While Americans cut back on discretionary spending in 2008 and 2009, premium chocolate sales increased during the recession, according to a 2010 report from research firm Packaged Facts. In 2009, more than $17 billion was spent on the sector that features higher-priced dark chocolates aggressively marketed as high in healthy antioxidants, giving chocolate a sweet advantage as both an accessible luxury and an easy reward for comfort-seeking consumers.
French-born Jacques Torres began his reign as “Mr. Chocolate” in 1999, when he left his job as pastry chef at New York’s Le Cirque and Le Cirque 2000 restaurants.
A dining stalwart since the 1970s, Le Cirque is known for impressing a society crowd. Torres made headlines by engineering a dessert known as the “chocolate stove,” a miniature appliance of remarkable detail down to tiny chocolate sauce-filled pots.
He opened a small artisanal chocolate factory in a converted warehouse in the DUMBO section of Brooklyn. Torres did much of the painting and construction himself.
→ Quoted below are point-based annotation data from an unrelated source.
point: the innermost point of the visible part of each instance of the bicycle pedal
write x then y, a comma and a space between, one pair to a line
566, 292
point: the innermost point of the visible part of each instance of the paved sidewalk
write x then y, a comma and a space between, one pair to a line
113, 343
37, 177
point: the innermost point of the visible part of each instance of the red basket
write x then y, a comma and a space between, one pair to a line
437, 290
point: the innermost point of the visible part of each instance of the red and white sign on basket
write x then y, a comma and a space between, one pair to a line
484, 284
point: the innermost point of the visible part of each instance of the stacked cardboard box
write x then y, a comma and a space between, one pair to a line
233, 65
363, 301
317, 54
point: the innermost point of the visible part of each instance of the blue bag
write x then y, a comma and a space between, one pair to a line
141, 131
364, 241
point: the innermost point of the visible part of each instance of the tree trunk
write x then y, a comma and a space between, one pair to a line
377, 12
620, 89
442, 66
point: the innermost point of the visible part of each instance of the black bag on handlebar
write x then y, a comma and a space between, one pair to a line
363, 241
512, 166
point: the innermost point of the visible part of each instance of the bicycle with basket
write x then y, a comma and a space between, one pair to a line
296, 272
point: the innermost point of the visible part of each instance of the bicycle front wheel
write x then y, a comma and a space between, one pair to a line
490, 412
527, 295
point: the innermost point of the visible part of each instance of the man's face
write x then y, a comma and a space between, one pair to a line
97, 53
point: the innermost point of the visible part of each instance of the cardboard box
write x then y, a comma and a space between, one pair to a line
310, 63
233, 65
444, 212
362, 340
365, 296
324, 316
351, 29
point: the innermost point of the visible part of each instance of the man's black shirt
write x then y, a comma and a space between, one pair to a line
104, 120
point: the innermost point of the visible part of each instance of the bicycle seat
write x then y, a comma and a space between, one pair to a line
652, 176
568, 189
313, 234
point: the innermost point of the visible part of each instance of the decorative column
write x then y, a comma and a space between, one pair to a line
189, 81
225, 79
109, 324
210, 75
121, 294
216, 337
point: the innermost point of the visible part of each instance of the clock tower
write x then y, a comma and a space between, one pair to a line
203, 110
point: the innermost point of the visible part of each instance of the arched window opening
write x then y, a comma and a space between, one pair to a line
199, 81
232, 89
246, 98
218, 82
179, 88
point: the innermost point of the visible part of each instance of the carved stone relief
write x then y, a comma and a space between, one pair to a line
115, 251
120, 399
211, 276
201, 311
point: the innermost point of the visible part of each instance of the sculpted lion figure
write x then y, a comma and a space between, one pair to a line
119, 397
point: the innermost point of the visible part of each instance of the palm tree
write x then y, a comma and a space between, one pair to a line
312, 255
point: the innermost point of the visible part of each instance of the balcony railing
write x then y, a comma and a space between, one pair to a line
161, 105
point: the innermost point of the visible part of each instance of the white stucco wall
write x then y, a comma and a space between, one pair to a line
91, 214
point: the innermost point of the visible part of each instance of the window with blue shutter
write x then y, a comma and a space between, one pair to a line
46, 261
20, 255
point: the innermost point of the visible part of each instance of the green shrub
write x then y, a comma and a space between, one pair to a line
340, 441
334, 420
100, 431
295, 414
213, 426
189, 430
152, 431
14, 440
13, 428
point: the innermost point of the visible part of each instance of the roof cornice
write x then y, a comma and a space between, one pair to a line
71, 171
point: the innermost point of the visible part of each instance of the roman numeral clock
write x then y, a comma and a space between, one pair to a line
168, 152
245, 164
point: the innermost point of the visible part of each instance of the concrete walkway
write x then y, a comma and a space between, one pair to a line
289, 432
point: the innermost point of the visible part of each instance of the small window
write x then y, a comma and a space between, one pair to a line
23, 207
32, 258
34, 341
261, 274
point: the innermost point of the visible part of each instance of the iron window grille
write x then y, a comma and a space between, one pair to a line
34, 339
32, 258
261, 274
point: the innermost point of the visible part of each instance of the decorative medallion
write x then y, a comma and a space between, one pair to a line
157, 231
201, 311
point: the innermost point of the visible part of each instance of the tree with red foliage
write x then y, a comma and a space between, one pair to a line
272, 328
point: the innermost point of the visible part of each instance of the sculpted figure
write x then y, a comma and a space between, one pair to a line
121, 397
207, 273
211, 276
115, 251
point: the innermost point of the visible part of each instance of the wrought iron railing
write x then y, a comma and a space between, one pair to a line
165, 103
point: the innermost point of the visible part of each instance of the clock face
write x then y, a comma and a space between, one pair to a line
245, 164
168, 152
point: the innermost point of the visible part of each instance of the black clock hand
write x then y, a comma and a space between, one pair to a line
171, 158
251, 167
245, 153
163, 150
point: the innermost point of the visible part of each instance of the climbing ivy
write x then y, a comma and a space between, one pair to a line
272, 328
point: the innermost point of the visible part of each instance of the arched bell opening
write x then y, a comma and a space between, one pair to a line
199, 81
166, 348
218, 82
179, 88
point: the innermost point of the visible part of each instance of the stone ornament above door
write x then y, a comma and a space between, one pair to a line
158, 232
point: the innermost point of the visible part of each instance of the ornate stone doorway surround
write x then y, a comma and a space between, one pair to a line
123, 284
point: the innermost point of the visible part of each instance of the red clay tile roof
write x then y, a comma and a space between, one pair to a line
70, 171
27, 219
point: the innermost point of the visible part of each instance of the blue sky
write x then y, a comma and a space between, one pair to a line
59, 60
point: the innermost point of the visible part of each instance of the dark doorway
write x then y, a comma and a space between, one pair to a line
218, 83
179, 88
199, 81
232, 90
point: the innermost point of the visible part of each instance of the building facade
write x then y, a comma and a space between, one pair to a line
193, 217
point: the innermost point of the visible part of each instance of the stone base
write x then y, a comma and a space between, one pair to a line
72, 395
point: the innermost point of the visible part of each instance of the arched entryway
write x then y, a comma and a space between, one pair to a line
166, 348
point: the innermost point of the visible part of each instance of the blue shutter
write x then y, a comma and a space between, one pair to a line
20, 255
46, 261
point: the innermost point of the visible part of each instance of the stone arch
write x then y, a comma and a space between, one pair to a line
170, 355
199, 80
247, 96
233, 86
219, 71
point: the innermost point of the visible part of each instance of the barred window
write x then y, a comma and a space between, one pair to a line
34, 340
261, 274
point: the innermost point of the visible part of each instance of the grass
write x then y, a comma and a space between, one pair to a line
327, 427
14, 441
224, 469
“We were the first retail establishment in the neighborhood,” Torres says proudly of his 400-square-foot shop and cafe on a cobblestone-lined block near postcard views of the Brooklyn Bridge.
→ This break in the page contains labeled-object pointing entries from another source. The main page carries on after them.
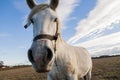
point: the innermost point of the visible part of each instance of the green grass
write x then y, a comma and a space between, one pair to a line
103, 69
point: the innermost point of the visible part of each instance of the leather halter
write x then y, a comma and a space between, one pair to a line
47, 36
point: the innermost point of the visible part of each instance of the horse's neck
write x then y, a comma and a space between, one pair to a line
62, 49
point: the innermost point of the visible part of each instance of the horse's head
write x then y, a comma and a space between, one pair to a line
45, 31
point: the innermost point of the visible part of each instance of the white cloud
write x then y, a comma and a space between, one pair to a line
103, 45
99, 19
65, 8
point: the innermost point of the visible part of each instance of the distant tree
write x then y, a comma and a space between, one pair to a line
1, 64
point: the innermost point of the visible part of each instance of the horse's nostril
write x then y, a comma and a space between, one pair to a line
30, 56
49, 54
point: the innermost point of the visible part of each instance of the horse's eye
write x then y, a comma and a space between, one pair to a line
55, 20
31, 20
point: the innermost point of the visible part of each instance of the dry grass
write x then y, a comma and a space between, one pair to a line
103, 69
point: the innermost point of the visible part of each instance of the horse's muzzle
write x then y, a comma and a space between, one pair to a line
41, 60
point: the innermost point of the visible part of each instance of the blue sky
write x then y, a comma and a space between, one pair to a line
93, 24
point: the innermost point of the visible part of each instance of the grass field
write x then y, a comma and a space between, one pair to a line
103, 69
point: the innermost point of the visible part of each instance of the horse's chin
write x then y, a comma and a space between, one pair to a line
43, 69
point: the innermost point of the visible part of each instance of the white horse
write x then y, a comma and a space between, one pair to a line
49, 53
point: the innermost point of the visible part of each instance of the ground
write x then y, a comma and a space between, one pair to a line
106, 68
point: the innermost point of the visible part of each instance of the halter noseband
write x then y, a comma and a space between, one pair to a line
47, 36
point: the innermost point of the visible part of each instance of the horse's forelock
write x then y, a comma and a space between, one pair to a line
37, 9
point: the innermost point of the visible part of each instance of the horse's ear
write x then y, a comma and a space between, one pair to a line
31, 3
27, 24
54, 4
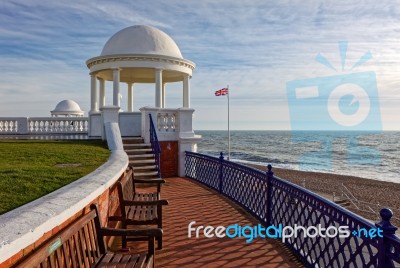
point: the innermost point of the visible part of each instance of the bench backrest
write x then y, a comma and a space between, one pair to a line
76, 246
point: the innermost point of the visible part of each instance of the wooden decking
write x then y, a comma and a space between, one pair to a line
190, 201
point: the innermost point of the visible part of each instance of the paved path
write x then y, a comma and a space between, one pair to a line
190, 201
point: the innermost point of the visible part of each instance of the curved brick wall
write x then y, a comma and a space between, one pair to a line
27, 227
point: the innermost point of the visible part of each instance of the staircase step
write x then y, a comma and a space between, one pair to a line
147, 167
137, 151
132, 140
146, 174
141, 162
135, 156
137, 146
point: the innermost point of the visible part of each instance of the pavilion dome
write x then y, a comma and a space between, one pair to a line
141, 39
67, 108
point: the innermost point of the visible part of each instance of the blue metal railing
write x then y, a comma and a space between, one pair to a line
155, 145
275, 201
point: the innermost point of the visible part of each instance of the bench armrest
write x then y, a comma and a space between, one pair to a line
146, 203
158, 181
155, 232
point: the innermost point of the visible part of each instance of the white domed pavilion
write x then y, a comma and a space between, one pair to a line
143, 54
138, 54
68, 108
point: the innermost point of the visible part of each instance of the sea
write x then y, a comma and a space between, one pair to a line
372, 155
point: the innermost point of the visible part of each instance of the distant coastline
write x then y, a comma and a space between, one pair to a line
366, 154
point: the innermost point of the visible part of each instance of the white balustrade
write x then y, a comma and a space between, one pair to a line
44, 125
166, 121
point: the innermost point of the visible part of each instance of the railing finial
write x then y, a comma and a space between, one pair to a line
385, 224
270, 172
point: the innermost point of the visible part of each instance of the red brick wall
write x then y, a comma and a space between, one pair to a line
169, 159
107, 202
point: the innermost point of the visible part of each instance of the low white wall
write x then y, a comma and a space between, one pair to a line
23, 226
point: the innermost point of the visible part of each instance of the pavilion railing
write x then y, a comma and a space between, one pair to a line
155, 145
277, 202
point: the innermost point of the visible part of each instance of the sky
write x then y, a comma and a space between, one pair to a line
264, 50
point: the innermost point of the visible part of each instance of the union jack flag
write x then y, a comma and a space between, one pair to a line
221, 92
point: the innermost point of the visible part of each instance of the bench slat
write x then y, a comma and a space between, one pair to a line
82, 245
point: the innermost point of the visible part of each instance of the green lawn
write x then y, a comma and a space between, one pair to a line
30, 169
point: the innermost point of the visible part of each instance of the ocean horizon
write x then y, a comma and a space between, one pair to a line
365, 154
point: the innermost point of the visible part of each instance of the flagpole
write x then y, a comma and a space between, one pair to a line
229, 132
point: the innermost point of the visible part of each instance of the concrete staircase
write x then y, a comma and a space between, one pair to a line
140, 158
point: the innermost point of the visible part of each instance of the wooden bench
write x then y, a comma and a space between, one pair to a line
139, 208
82, 245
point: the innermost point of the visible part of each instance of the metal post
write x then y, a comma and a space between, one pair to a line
388, 229
229, 131
270, 176
220, 178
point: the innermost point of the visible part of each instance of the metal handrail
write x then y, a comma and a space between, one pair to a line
275, 201
155, 145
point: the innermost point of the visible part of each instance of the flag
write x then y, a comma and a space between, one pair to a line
221, 92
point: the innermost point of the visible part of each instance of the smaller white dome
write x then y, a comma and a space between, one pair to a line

Today, median household income in the waterfront neighborhood is $148,611 and Torres’ neighboring stores include children’s clothing boutiques and modern furniture retailers.
The tiny space produced an impressive selection of colorful and whimsically-painted bonbons for a few dollars apiece with fillings like Grand Cru, Earl Grey and Key Lime ganache. Tourists walking over the Brooklyn Bridge and art lovers attracted to the area’s burgeoning gallery scene trickled in to shop and stayed for pastries and hot cocoa.
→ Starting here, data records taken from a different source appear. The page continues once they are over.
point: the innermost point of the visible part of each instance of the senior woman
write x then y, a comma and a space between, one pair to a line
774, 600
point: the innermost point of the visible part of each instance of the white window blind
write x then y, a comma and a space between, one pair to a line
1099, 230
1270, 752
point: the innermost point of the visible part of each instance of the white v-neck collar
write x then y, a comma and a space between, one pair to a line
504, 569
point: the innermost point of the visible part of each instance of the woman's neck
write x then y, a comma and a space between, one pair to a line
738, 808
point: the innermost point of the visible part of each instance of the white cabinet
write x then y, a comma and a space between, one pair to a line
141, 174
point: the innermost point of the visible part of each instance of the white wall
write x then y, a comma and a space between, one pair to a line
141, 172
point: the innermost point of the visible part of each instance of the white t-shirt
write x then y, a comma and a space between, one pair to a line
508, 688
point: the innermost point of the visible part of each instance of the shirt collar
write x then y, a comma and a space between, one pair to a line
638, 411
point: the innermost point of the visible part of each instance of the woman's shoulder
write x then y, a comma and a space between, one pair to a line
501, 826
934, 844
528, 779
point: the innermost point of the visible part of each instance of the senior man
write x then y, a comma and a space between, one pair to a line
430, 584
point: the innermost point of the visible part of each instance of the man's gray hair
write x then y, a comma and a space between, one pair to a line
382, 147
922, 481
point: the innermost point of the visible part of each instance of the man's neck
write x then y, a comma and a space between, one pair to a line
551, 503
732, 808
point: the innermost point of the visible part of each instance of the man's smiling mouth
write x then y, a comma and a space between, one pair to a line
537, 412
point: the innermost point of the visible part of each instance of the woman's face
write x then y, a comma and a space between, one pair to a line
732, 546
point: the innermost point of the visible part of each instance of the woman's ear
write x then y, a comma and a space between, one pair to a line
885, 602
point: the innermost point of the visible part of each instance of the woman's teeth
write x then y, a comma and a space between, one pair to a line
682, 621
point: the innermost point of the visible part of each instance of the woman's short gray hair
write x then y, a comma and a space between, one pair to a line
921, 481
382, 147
Palm-size rich chocolate chip cookies have made Oprah Winfrey’s list of favorite things. “Wicked” Hot Chocolate, a warm drink spiked with ancho and chipotle peppers, is a warming combination of sweet and smoky.
The DUMBO location is Torres’ most profitable by square foot.
He expanded in 2004 with Jacques Torres Chocolate Haven in Manhattan’s SoHo neighborhood. The 8,000-square foot corporate headquarters features a cacao pond-shaped store and café with a vintage aesthetic, as well as a chocolate factory with windows on the street. Passersby can watch Torres’ team at their intricate handiwork.
Other retail locations followed in Manhattan and at Harrah’s Resort in Atlantic City.
On February 1st, Torres opened his 6th New York City store in the concourse level of Rockefeller Plaza. “There are few places where it’s really New York,” says Torres. “Rockefeller Center is New York.” Torres hopes the location will reach an expanded tourist clientele, in addition to locals working and eating in the neighborhood.
“All the stores are doing well,” he says. Jacques Torres Chocolate made just under $10 million in annual revenue last year.
Now marking more than a decade as a personal brand, the chef/entrepreneur admits to thinking about another Big Apple location on Manhattan’s East Side as well as expanding into other cities. Perhaps a surprise during the brutal winter of 2011, Torres is considering Chicago because, "chocolate sells where it’s cool."
“Snow and rain can hurt you,” says Torres with a smile rarely used when discussing that type of weather, “but, a crisp day of 30 degrees with a little bit of sun?” Just the recipe, it seems, for a hot chocolate break.